A: There are many methods of estimating body fat. The following is a summary of the most common ones.

DEXA (Dual Energy X-ray Absorptiometry)
Today, this method is considered a gold standard because of its reliability, precision, and the fact that it is based on three body components (fat, muscle, bone) rather than two (fat and muscle) as in most other methods including hydrostatic weighing. It allows fat distribution throughout the entire body to be read in a single scan. The equipment used is very expensive and a person must lie perfectly still for 10-20 minutes while the scan is taken. DEXA is found mainly in research facilities.

Hydrostatic Weighing

Done correctly, this method is also quite accurate and considered a gold standard. However, the test is somewhat subjective because it relies upon the subject’s ability to expel all oxygen from their lungs while submerged in a tank of water. Oxygen remaining in the lungs will skew the results. In clinical settings, this procedure is repeated a number of times, and an average is taken. The “tank” is expensive and the inconvenience to the user is considerable. Because of the cost, lengthy testing process, and physical burden to the subject, this method is more suitable for research studies.

Conventional BIA

Bioelectrical impedance analysis uses a very small electrical signal to measure body impedance. The signal is conducted through the water contained in the body. Lean muscle has much more water than fat tissue and allows the signal to pass easily. Fat causes impedance or resistance to the signal. Conventional Bioelectrical Impedance Analysis methods are accurate, though not as convenient as the Tanita BIA method, and may be somewhat subjective based on the placement of electrodes. The user must be in a horizontal position while electrodes and conductive jelly are placed on a wrist and ankle. This procedure is usually performed in a physician’s office or clinic. Most conventional BIA manufacturers use hydrostatic weighing as the reference method.

Tanita BIA
Tanita’s leg-to-leg version of BIA produces very accurate results that are highly correlated with both DEXA (Tanita’s reference method) and hydrostatic weighing. Measurements are very repeatable when tests are performed under consistent conditions. The equipment is not expensive, making Tanita a professionally-accepted method that can be adapted easily for home use. There is no physical imposition to the user; no need for a trained technician to operate the equipment; and the entire procedure takes less than one minute.

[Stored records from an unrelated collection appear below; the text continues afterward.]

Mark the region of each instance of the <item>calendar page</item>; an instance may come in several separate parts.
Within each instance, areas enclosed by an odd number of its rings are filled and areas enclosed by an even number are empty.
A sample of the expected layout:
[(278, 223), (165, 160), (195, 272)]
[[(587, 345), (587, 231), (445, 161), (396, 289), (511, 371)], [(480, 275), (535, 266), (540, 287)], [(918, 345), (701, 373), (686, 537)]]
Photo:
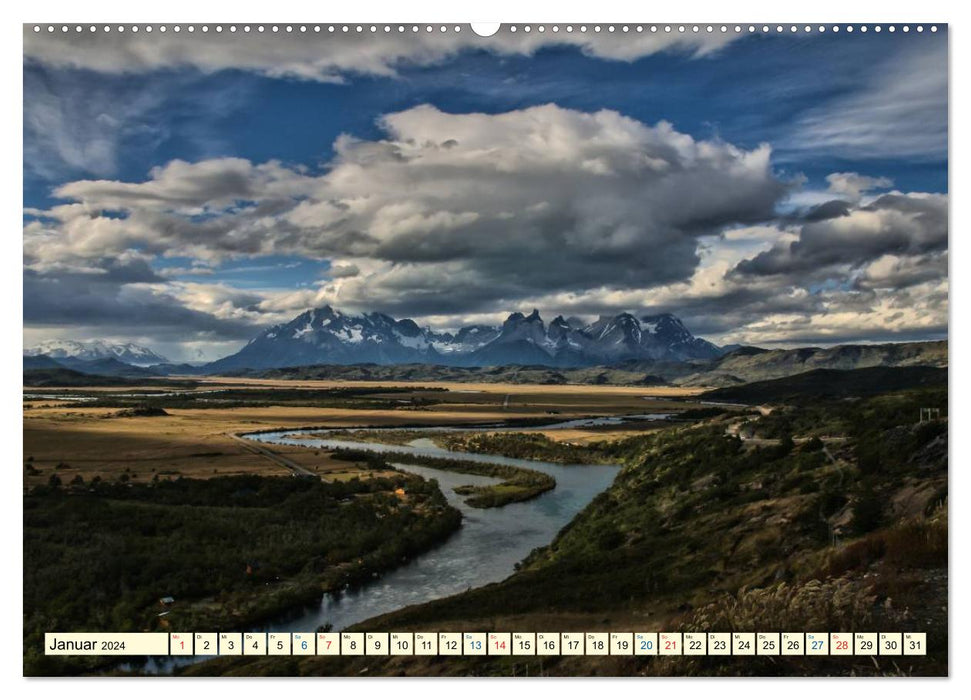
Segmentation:
[(23, 674), (947, 676), (948, 222), (946, 23), (27, 23)]

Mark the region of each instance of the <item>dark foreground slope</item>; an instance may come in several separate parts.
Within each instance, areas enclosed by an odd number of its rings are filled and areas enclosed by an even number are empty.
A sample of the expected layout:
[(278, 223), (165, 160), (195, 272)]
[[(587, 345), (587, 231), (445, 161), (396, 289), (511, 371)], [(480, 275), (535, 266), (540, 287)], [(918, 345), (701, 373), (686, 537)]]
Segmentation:
[(705, 392), (700, 398), (703, 401), (746, 404), (810, 404), (828, 399), (874, 396), (922, 386), (941, 386), (946, 383), (946, 367), (814, 369), (790, 377), (714, 389)]
[[(24, 674), (115, 663), (44, 656), (45, 632), (252, 629), (400, 565), (460, 524), (435, 482), (408, 474), (52, 476), (24, 495)], [(160, 604), (169, 596), (171, 607)]]
[(916, 416), (946, 404), (938, 386), (736, 412), (616, 443), (626, 466), (612, 487), (516, 574), (359, 626), (922, 631), (927, 657), (293, 658), (190, 672), (944, 675), (947, 420)]

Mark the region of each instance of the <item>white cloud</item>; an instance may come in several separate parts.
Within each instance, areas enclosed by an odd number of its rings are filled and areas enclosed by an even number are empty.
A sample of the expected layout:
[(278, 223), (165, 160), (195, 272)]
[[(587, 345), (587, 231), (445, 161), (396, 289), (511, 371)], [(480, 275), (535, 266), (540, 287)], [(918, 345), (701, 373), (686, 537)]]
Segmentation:
[(826, 182), (831, 194), (853, 202), (860, 201), (866, 192), (893, 186), (893, 180), (888, 177), (870, 177), (859, 173), (830, 173), (826, 176)]
[[(25, 227), (29, 265), (121, 255), (346, 259), (344, 303), (469, 312), (538, 290), (685, 279), (697, 240), (767, 219), (787, 186), (770, 150), (661, 122), (544, 105), (504, 114), (419, 106), (386, 137), (342, 136), (316, 175), (239, 158), (81, 180)], [(596, 162), (595, 168), (590, 163)], [(370, 262), (369, 262), (370, 261)]]
[[(503, 28), (480, 37), (468, 26), (461, 32), (407, 31), (374, 36), (312, 29), (306, 33), (250, 33), (241, 30), (190, 33), (168, 31), (35, 33), (24, 27), (24, 58), (57, 68), (84, 68), (124, 74), (194, 68), (205, 73), (243, 70), (270, 77), (343, 82), (348, 74), (394, 76), (404, 64), (431, 65), (463, 50), (484, 49), (499, 55), (532, 55), (543, 47), (575, 46), (584, 54), (614, 61), (633, 61), (663, 51), (704, 56), (738, 38), (734, 32), (510, 32)], [(397, 29), (397, 25), (395, 25)]]

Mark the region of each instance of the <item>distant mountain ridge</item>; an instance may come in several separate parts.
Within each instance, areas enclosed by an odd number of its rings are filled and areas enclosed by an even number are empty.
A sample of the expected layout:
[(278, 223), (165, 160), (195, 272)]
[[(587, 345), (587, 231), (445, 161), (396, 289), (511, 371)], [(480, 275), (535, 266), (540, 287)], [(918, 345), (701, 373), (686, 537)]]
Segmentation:
[[(500, 326), (471, 325), (455, 333), (420, 327), (381, 313), (312, 309), (260, 333), (239, 352), (208, 365), (143, 363), (159, 355), (134, 343), (51, 341), (24, 351), (28, 372), (72, 370), (131, 379), (172, 375), (246, 374), (291, 379), (380, 381), (506, 381), (732, 387), (813, 370), (948, 366), (948, 343), (917, 341), (765, 349), (719, 349), (695, 337), (672, 314), (621, 313), (592, 323), (557, 316), (549, 324), (533, 310)], [(46, 349), (53, 353), (37, 354)], [(131, 355), (125, 352), (130, 351)], [(83, 359), (82, 355), (107, 355)], [(138, 362), (125, 361), (134, 357)], [(162, 358), (164, 359), (164, 358)]]
[(510, 314), (501, 326), (466, 326), (438, 333), (411, 319), (382, 313), (311, 309), (260, 333), (205, 372), (302, 365), (425, 363), (445, 366), (509, 364), (586, 367), (625, 360), (710, 360), (718, 346), (696, 338), (672, 314), (601, 316), (591, 324), (557, 316), (547, 325), (534, 309)]
[[(104, 357), (98, 360), (79, 360), (76, 357), (61, 357), (54, 359), (49, 355), (24, 355), (24, 371), (36, 370), (70, 370), (88, 375), (106, 377), (155, 377), (160, 374), (157, 367), (139, 367), (127, 362)], [(67, 376), (67, 375), (65, 375)]]
[(781, 379), (817, 369), (851, 370), (869, 367), (948, 366), (946, 340), (872, 345), (834, 345), (766, 350), (740, 347), (712, 363), (686, 368), (677, 380), (682, 386), (723, 387)]
[[(441, 364), (325, 364), (237, 370), (231, 375), (265, 379), (405, 382), (481, 382), (503, 384), (580, 384), (615, 386), (736, 387), (816, 370), (851, 371), (867, 368), (935, 368), (946, 374), (947, 341), (917, 341), (882, 345), (838, 345), (831, 348), (766, 350), (743, 347), (714, 360), (655, 362), (626, 360), (612, 365), (557, 368), (549, 365), (496, 367)], [(810, 375), (812, 376), (812, 375)], [(908, 376), (908, 375), (902, 375)]]
[(109, 343), (104, 340), (47, 340), (34, 347), (24, 348), (25, 357), (44, 355), (54, 360), (75, 358), (82, 361), (115, 359), (136, 367), (148, 367), (168, 362), (167, 359), (143, 345)]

Skinfold measurements taken by calipers are easy to do, inexpensive, and the method is portable. However, results can be very subjective depending on the skill of the technician and the site(s) measured. The quality of the calipers is also a factor. Inexpensive models sold for home use are usually less accurate than those used by an accredited technician. Additionally, the more obese the subject, the more difficult to “pinch” the skin correctly. Many people find calipers to be uncomfortable and invasive.

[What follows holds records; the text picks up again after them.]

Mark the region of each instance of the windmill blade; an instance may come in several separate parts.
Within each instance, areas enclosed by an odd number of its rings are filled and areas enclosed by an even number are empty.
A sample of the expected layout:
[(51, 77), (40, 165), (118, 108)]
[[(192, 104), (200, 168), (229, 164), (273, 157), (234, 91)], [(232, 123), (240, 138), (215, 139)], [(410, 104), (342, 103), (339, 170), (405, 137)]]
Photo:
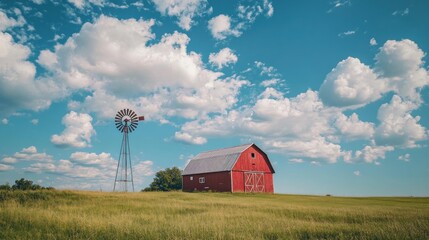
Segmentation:
[(121, 112), (122, 116), (125, 116), (125, 111), (124, 111), (124, 109), (120, 110), (120, 112)]
[(125, 109), (125, 114), (127, 115), (127, 116), (130, 116), (130, 109)]
[(123, 117), (123, 116), (124, 116), (124, 114), (123, 114), (121, 111), (118, 111), (118, 113), (116, 113), (116, 116), (117, 116), (117, 117)]
[(135, 117), (137, 117), (137, 114), (136, 114), (134, 111), (132, 111), (132, 113), (131, 113), (131, 117), (132, 117), (132, 118), (135, 118)]
[(144, 116), (140, 116), (139, 121), (144, 121)]

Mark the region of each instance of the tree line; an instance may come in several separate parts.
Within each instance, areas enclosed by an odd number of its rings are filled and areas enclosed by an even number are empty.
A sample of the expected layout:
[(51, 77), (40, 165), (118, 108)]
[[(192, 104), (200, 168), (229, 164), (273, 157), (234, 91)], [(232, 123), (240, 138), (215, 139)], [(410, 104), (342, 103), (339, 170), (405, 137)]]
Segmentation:
[(55, 188), (53, 187), (43, 187), (40, 186), (39, 184), (35, 184), (33, 183), (33, 181), (31, 180), (27, 180), (24, 178), (21, 178), (19, 180), (15, 180), (15, 184), (13, 184), (12, 186), (9, 185), (9, 183), (0, 185), (0, 190), (42, 190), (42, 189), (46, 189), (46, 190), (54, 190)]

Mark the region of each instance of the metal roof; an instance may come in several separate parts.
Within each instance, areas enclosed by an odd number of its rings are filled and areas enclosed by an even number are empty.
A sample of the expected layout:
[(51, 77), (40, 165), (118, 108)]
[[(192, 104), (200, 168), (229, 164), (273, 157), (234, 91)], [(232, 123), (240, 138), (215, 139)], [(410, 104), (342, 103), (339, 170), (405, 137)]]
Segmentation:
[(200, 153), (191, 159), (182, 175), (231, 171), (240, 154), (252, 145), (253, 143)]

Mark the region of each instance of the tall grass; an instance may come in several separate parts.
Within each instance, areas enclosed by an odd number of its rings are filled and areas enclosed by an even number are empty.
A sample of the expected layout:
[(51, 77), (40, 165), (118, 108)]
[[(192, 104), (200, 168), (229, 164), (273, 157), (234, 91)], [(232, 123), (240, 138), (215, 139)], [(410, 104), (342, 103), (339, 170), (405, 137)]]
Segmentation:
[(429, 239), (429, 198), (0, 191), (0, 239)]

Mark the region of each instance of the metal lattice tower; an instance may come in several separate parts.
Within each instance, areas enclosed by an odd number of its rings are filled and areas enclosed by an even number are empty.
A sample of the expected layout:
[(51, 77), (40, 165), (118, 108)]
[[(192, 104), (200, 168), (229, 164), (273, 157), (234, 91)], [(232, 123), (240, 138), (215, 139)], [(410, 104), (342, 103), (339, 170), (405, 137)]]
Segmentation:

(Near Infra-Red) A fiber optic probe measures tissue composition at various sites on the body. This method has become popular because it is simple, fast, non-invasive, and the equipment is relatively inexpensive. However, studies have produced mixed results, and a high degree of error has occurred with very lean and very obese people. Numerous sources report that more research is needed to substantiate this method.